Single by Ben Folds

from the album Rockin' the Suburbs
- Released: April 17, 2001
- Recorded: 2000
- Genre: Comedy rock
- Length: 4.58
- Label: Epic
- Songwriter: Ben Folds

Ben Folds singles chronology
|  | "Rockin' the Suburbs" (2001) | "Still Fighting It" (2002) |

Music video
- "Rockin' the Suburbs" on YouTube

= Rockin' the Suburbs (song) =

"Rockin' the Suburbs" is a song by Ben Folds from his debut solo album, Rockin' the Suburbs, released on April 17, 2001. Written as a parody of the nu metal genre, it reached number 28 on the Billboard Alternative Airplay chart.

== Music and lyrics ==
The song is a parody of nu metal, partly inspired by Korn. In 2000, Folds played the Summer Sonic Festival in Japan and noticed some "big hairy Americans" heckling him from the side of the stage. He later recognised them on the cover of Spin as members of Korn, where they were also quoted as saying "Ben Folds Five are fucking pussies. They play fucking Cheers music." Folds then listened to their music and while he enjoyed it, he found it "one-tracked emotionally." He started to parody Korn during his sets by "screaming in a heavy metal falsetto... things like: Feel my pain, I am white, feel my pain." This ultimately led to the writing of "Rockin' the Suburbs", though Folds decided not to specifically name names as he felt the song was stronger if "not directed to anybody."

==Single track listing==
1. "Rockin' the Suburbs" [Radio Edit]
2. "Girl"
3. "Make Me Mommy"
4. "Rockin' the Suburbs" [Video]
Japanese EP:
1. "Rockin' the Suburbs" [Radio Edit]
2. "One Down"
3. "Girl"
4. "Make Me Mommy"
5. "The Secret Life of Morgan Davis"

==Music video==
The music video for "Rockin' the Suburbs" was directed by Folds' friend "Weird Al" Yankovic, who also plays the role of a producer who fixes Folds' "shitty track", directly riffing on one of the song's lyrics. The video features Folds playing multiple members of an angry rock band in a suburban den and in front of a white background.

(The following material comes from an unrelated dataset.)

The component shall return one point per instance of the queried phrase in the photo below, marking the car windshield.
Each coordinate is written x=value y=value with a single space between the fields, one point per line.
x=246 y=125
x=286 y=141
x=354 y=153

At the end of the song's second verse, Folds sings the lyrics, "Girl, give me something I can break", which are a riff on the Limp Bizkit song "Break Stuff". After the song's bridge, Folds is shown outside in a suburban neighborhood wearing a backwards red New York Yankees cap, the trademark of Limp Bizkit's frontman Fred Durst. During this portion of the video, Folds engages in "suburban" activities such as skateboarding, jumping in pools and flipping burgers.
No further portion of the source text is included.